The U.S. Federal Reserve will need to keep rates at rock bottom until late 2015 and then increase them only moderately over the next year because it would otherwise risk derailing a building economic recovery, a top Fed official said on Friday.
“I personally doubt that the funds rate is going to start to increase before the middle of 2015,” Chicago Federal Reserve Bank President Charles Evans told the Credit Suisse investment conference in Hong Kong.
“I think it ought to increase later than that.”
Raising rates earlier, whether to head off the risk of financial instability or unacceptably high inflation, could dangerously depress already low inflation and derail a recovery that is finally gaining steam, Evans said.
“If we go out and pound that message repeatedly, then it gets every economy a chance to get their own house in order and deal with their own financial situation and we will all grow together,” he said.

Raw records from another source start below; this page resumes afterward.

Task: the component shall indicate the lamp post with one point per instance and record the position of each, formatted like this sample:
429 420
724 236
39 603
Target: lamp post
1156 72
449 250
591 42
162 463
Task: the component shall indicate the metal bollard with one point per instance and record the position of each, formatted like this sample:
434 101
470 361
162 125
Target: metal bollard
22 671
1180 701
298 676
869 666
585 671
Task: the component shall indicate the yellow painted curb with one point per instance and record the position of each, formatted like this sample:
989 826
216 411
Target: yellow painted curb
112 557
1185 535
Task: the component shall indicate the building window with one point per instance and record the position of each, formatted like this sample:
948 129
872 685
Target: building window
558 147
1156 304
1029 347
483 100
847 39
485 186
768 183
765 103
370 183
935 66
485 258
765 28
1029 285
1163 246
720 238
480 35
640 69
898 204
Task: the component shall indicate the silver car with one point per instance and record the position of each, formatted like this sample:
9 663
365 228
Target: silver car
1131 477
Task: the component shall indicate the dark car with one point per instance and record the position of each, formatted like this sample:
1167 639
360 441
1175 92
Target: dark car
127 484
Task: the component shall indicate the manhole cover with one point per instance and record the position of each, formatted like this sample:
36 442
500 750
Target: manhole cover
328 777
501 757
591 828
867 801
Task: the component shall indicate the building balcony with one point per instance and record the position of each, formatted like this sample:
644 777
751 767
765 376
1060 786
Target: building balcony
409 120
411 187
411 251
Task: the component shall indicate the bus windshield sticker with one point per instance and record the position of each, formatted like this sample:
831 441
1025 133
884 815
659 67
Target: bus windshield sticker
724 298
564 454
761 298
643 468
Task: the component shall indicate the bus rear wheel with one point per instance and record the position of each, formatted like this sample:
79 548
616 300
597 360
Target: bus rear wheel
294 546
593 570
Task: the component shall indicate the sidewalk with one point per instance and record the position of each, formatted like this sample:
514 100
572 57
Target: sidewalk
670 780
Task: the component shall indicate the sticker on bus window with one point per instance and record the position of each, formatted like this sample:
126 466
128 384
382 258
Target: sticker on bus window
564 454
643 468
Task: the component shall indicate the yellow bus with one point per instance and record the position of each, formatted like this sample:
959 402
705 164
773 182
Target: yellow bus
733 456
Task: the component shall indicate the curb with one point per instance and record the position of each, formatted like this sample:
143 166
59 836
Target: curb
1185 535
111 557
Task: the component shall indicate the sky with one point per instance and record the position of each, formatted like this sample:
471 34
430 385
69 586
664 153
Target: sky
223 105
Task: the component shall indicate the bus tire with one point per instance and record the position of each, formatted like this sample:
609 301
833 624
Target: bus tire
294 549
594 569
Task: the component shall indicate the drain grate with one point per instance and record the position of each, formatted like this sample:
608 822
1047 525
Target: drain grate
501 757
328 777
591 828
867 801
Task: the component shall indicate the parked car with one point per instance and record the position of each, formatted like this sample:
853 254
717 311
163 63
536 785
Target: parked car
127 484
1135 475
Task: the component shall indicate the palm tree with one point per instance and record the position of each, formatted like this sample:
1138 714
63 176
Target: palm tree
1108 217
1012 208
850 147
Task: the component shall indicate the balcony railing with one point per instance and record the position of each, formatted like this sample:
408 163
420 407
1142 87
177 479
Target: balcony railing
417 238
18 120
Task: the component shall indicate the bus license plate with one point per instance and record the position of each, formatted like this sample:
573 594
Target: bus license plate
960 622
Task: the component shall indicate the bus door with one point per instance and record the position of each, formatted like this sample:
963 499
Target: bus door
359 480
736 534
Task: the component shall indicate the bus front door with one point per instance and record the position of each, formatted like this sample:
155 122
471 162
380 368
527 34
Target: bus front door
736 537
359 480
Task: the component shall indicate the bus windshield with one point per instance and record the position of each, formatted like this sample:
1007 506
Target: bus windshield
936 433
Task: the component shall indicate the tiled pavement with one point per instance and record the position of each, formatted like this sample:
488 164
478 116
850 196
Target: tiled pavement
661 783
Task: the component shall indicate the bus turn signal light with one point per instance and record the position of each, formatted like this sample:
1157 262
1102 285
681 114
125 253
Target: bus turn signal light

Last week, Fed Chair Janet Yellen roiled financial markets by saying that after the Fed wraps up its bond-buying stimulus, likely before the end of the year, rate rises could come around six months later.
U.S. inflation has been stuck at around 1 percent since early 2013, and Evans said that indicated the need to keep policy accommodative.
“When we get up to 2 percent inflation, we will revert to more normal monetary policy,” Evans said. He expects the federal funds rate to be at 1.25 percent at the end of 2016.